LE TRANSFERT D’EMULSION
Le détachement de l’émulsion d’une photo polaroïd et, après, son transfert sur un autre support, est une activité qui est née comme un jeu, pour le goût d’essayer une technique qui exige beaucoup d’essais, mais qui donne sûrement des résultats étonnants et instructifs : du point de vue de la sélection de l’image qui convient, et des grands changements que cette activité a apportés dans le langage photographique.
Après qu’on a fait les premiers essais, qu’on a acquis l’expérience manuelle nécessaire et qu’on a mis au point des règles à suivre, l’illumination immédiate pourrait arriver (ou au moins nous espérons qu’il s’agit vraiment de ça).
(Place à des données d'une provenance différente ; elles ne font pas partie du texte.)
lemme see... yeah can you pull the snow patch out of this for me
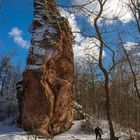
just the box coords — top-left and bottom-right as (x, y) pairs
(33, 45), (46, 56)
(26, 64), (41, 70)
(32, 24), (57, 41)
(0, 120), (136, 140)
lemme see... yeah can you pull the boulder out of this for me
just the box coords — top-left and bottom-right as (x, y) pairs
(17, 0), (74, 136)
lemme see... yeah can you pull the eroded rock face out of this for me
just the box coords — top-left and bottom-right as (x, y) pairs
(17, 0), (74, 136)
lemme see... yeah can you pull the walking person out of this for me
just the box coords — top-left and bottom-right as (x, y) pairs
(95, 126), (102, 140)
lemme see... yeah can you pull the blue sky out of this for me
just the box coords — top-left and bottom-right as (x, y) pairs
(0, 0), (33, 69)
(0, 0), (72, 69)
(0, 0), (139, 70)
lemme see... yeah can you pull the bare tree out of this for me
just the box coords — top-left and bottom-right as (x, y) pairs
(0, 51), (21, 121)
(56, 0), (140, 137)
(0, 52), (15, 96)
(128, 0), (140, 33)
(117, 28), (140, 101)
(93, 0), (116, 139)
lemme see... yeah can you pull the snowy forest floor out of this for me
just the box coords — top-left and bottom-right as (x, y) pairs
(0, 120), (133, 140)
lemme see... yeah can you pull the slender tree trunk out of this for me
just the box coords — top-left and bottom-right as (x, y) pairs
(99, 68), (116, 139)
(102, 67), (116, 140)
(93, 1), (116, 139)
(117, 29), (140, 101)
(0, 69), (8, 96)
(88, 61), (96, 112)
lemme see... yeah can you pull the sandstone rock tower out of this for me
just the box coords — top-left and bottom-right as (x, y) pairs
(17, 0), (74, 136)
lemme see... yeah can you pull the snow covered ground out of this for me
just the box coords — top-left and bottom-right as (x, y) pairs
(0, 120), (131, 140)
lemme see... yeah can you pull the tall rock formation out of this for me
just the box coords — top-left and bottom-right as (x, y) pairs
(17, 0), (74, 136)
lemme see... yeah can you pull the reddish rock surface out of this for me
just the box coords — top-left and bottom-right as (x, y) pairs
(17, 0), (74, 136)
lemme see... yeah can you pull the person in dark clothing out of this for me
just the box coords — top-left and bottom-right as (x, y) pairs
(95, 126), (102, 140)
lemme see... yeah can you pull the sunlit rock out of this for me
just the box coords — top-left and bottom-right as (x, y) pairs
(17, 0), (74, 136)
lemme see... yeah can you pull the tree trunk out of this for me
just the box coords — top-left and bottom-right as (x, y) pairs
(93, 1), (116, 139)
(104, 73), (116, 140)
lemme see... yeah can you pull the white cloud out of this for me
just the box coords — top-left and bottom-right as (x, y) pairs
(74, 37), (105, 63)
(8, 27), (30, 49)
(60, 8), (104, 63)
(60, 9), (84, 43)
(103, 0), (133, 23)
(123, 42), (138, 51)
(73, 0), (133, 24)
(124, 42), (140, 57)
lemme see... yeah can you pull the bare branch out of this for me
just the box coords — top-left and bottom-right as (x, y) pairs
(117, 27), (140, 101)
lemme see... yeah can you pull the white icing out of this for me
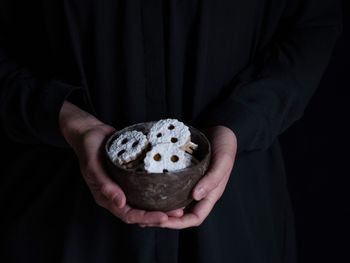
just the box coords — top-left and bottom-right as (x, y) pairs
(109, 130), (148, 165)
(144, 144), (192, 173)
(147, 119), (191, 148)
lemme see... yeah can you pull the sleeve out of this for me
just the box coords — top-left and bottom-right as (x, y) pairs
(202, 0), (342, 154)
(0, 18), (91, 147)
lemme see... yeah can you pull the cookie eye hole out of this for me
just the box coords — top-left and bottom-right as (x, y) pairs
(121, 138), (128, 144)
(171, 155), (179, 163)
(168, 124), (175, 130)
(153, 153), (162, 161)
(157, 133), (162, 138)
(132, 141), (139, 148)
(170, 137), (178, 143)
(117, 149), (126, 157)
(163, 169), (168, 173)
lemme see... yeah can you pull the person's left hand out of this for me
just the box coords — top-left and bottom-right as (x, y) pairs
(139, 125), (237, 229)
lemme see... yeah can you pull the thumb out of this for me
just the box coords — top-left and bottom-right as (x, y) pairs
(193, 153), (234, 201)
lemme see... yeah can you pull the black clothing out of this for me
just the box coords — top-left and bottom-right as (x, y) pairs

Nous pourrions agir comme le photographe italien Ugo Mulas dans ses Verifiche (Vérifications), et découvrir la nature zen de la photographie.
Tout est devenir, tout bouge de façon continuelle et ordonnée, comme les ondes. Elles arrivent à la plage et s’en vont toujours, imperturbablement, avec persistance. Elles bougent toujours à la même façon, elles sont toujours proches et toujours éloignées, elles donnent l’impression de partir mais après elles reviennent.
C’est la même chose pour les photos dans les tiroirs, pour les tirages bien rangées ou encadrés, pour les images groupées ou éparpillées, données, perdues ou oubliées. Ces image ne sont plus l’objet final de notre expérience en tant que photographes : si nous allons en arrière, aux racines de notre parcours, il y a les négatifs, les sources de notre mémoire. Ces morceaux de pellicule ont été les témoins, dans la partie la plus sombre d’un appareil photo, d’un fragment infinitésimal de notre vie et de la vie des autres.
On peut et on doit faire revivre ces négatifs, ces moments oubliés, pour obtenir la sève qui nous expliquera l’essence du devenir constant de nous-mêmes et du monde connu.
Visages, corps, comportements, mots, pensées, instants, heures, œuvres et jours. Tout peut revivre.
Parce que tout est zen, tout est devenir.
La photographie aussi.
Notre mémoire aussi.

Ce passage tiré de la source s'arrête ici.